EURS was launched in July 2018 and runs on top of the Ethereum blockchain. The British DSX exchange was the first to support the project. The developers have said that the platform works according to the rules that ensures transparency for investors.
The code of conduct consists of compulsory account statements and quarterly audits by BDO Malta. According to the company, its collateral reserve is managed by a “AAA-rated European institution.”
The CEO of EURS, Gregory Klumov, told Cointelegraph that he decided to create a euro-backed stablecoin after seeing Tether gain traction:
“I always wanted to create some competitor to the US dollar and simplifying the reach for the underlying currency, the Euro, makes a lot of sense macro-wise. US regulators do not segregate digital assets from existing buckets they already regulate (ie commodities, securities, MSBs). But Europe’s regulators treat the asset class more competitively and I foresee that they will adjust existing e-money regulation to include stablecoins. It was developed 20 years ago and is becoming obsolete because of blockchain technology. In my view, stablecoins should be seen as e-money 2.0.”
The cryptocurrency DAI is a stablecoin pegged to the U.S. dollar and was launched in late 2017. This is the internal token of the MakerDAO platform, which maintains and stabilizes DAI's value with a dynamic system of collateralized debt positions, autonomous feedback mechanisms and external actors having relevant interest.
According to the project’s website, DAI is the first decentralized stablecoin on the Ethereum blockchain. Using external market mechanisms and economic incentives, MakerDAO platform stabilizes the cost of DAI at $1, while full control of the processes on Ethereum eliminates the need to trust centralized organizations and worry about external audits.

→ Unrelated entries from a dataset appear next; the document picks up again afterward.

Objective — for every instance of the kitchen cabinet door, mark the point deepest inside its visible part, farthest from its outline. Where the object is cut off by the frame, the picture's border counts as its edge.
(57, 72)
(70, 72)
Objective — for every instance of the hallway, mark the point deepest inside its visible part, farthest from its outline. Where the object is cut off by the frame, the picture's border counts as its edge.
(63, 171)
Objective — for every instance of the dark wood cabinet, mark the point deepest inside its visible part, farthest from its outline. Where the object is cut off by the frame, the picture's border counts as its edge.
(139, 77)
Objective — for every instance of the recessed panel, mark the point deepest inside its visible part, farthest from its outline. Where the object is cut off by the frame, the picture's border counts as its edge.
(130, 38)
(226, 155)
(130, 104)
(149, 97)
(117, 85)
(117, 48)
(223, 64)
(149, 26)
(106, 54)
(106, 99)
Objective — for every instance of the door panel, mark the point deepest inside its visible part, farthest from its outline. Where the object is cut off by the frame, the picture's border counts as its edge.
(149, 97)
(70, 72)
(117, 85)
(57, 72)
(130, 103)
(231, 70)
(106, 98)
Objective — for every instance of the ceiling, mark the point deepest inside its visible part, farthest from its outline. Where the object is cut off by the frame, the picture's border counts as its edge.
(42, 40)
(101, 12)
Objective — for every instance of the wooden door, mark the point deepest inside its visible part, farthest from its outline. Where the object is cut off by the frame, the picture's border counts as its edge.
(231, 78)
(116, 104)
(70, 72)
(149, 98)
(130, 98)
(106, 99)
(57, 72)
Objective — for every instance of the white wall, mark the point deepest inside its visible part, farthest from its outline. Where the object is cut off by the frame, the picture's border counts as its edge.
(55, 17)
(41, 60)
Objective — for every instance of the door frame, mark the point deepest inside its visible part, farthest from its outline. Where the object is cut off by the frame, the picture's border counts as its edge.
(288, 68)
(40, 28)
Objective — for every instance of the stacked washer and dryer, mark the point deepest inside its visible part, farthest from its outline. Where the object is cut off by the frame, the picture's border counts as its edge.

DAI’s emission scheme looks like this: The user sends a certain amount of Ether to the smart contract that issues the DAI tokens in return, which means that the newly created DAI tokens actually represent a collateralized debt to MakerDAO.
The main feature of MakerDAO is that the platform uses two tokens — the DAI stablecoin and the utility token Maker (MKR). MKR acts as a kind of “fuel” to pay commissions for using smart contracts. After paying the commission, MKR tokens are burned.
Both tokens DAI and MKR are traded on centralized and decentralized exchanges like Binance and HitBTC. In September 2018, the project attracted $15 million in financing from venture firm Andreessen Horowitz.
Related: Challenges Stablecoins Are Faced With, Explained
Various developers around the world are keeping a close eye on the development of stablecoins as the technology aims to alleviate the shortcomings other, more volatile cryptocurrencies are experiencing. In addition, stablecoins can become an intermediate in the process of replacing the physical money supply with a digital one. According to Rafael Cosman form TrueToken:
“We consider stablecoins to be an integral part of building the financial infrastructure of the future. Our mission is growing economic opportunity for all, and making money easier to access, move, store, and use has always been the first step. It's not so much a cure for crypto's volatility, as it is a tool for financial inclusion.”